With the correct architecture, this model of fundraising has a bright future. However, in its current form there is much to be desired from an investor perspective.
As an early cryptocurrency investor and believer, I love the pace of innovation and radical exploration that is taking place in the current market. However, as an institutional investor, I dislike the fly-by-night nature that many of the ICOs in the market are currently operating under. It is short-sighted and deceptive.
The regulatory controls in place for things such as accredited investor status, general solicitation and insider disclosure have been put into place for a reason. While some regulations can be seen as overstepping, or intentionally burdensome, most are in place to either protect the individual retail investor, or to add transparency to the market.
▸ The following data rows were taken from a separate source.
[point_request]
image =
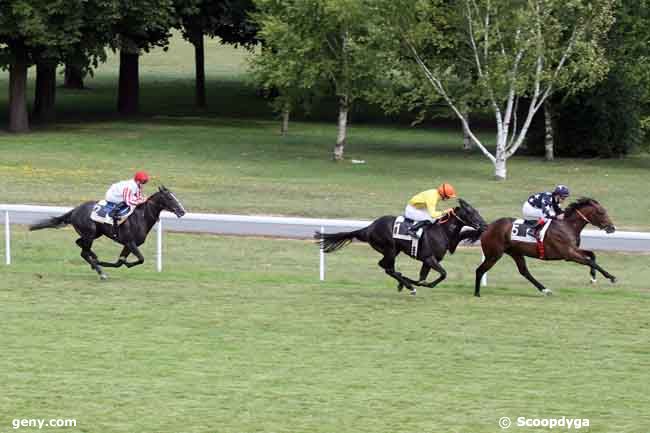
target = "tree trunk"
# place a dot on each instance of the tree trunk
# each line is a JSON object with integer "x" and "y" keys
{"x": 45, "y": 92}
{"x": 467, "y": 141}
{"x": 18, "y": 120}
{"x": 199, "y": 61}
{"x": 284, "y": 129}
{"x": 73, "y": 77}
{"x": 500, "y": 170}
{"x": 548, "y": 128}
{"x": 342, "y": 134}
{"x": 129, "y": 85}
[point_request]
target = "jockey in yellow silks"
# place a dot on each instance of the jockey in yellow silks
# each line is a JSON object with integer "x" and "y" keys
{"x": 422, "y": 206}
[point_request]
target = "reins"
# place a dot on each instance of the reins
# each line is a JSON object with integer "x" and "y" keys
{"x": 584, "y": 217}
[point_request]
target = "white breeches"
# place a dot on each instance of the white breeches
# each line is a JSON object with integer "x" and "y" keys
{"x": 411, "y": 212}
{"x": 531, "y": 213}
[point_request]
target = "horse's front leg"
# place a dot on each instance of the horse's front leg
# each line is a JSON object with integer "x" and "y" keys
{"x": 133, "y": 248}
{"x": 120, "y": 261}
{"x": 580, "y": 256}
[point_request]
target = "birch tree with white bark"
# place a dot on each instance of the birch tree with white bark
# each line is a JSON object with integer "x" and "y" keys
{"x": 522, "y": 51}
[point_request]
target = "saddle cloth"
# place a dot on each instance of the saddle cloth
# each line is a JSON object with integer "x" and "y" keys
{"x": 401, "y": 226}
{"x": 522, "y": 230}
{"x": 103, "y": 208}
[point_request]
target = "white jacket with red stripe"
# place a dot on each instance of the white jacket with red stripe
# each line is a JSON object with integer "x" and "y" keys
{"x": 127, "y": 191}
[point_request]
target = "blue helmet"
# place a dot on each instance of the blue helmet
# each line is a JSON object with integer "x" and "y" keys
{"x": 562, "y": 191}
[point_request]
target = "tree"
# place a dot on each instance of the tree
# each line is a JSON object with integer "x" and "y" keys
{"x": 34, "y": 32}
{"x": 320, "y": 43}
{"x": 226, "y": 19}
{"x": 519, "y": 50}
{"x": 141, "y": 25}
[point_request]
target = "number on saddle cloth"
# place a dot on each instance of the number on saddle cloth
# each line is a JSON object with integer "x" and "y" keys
{"x": 400, "y": 231}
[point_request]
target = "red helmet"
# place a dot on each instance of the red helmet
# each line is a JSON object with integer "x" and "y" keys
{"x": 141, "y": 177}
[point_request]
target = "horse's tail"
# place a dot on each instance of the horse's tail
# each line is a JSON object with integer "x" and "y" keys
{"x": 331, "y": 242}
{"x": 54, "y": 222}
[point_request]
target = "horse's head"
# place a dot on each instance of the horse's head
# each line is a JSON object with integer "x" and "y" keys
{"x": 169, "y": 202}
{"x": 591, "y": 212}
{"x": 469, "y": 216}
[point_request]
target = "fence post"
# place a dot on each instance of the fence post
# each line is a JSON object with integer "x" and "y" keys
{"x": 484, "y": 277}
{"x": 322, "y": 257}
{"x": 159, "y": 246}
{"x": 7, "y": 239}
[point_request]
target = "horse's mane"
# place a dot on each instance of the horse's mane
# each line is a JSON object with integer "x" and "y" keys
{"x": 581, "y": 202}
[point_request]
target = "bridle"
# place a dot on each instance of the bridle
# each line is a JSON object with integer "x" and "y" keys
{"x": 584, "y": 217}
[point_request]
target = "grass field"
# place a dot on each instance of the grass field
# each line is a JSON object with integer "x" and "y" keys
{"x": 238, "y": 335}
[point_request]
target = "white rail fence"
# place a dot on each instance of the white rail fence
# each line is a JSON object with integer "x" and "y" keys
{"x": 283, "y": 227}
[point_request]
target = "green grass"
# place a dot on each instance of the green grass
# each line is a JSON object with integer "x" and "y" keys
{"x": 238, "y": 335}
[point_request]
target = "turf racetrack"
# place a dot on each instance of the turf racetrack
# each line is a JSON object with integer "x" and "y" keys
{"x": 238, "y": 335}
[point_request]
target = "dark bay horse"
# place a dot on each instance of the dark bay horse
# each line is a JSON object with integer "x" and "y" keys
{"x": 436, "y": 240}
{"x": 562, "y": 242}
{"x": 132, "y": 233}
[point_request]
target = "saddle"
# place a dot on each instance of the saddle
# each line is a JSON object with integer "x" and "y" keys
{"x": 400, "y": 229}
{"x": 522, "y": 231}
{"x": 102, "y": 209}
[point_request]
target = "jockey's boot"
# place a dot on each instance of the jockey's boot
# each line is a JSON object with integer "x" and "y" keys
{"x": 538, "y": 228}
{"x": 116, "y": 227}
{"x": 413, "y": 231}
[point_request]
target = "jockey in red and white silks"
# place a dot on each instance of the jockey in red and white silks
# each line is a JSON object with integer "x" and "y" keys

Cryptocurrencies have always been a bastion of transparency. Recently, we have seen a shift away from that core ideology.
It is time for the crypto markets to professionalize.
No more public acceptance of shady practices; no more ignoring the issues that bad actors create. It’s time for us to take a good, hard look at the potential of the technology, and not waste the small window that we have to prove legitimacy to the general public or institutional investor.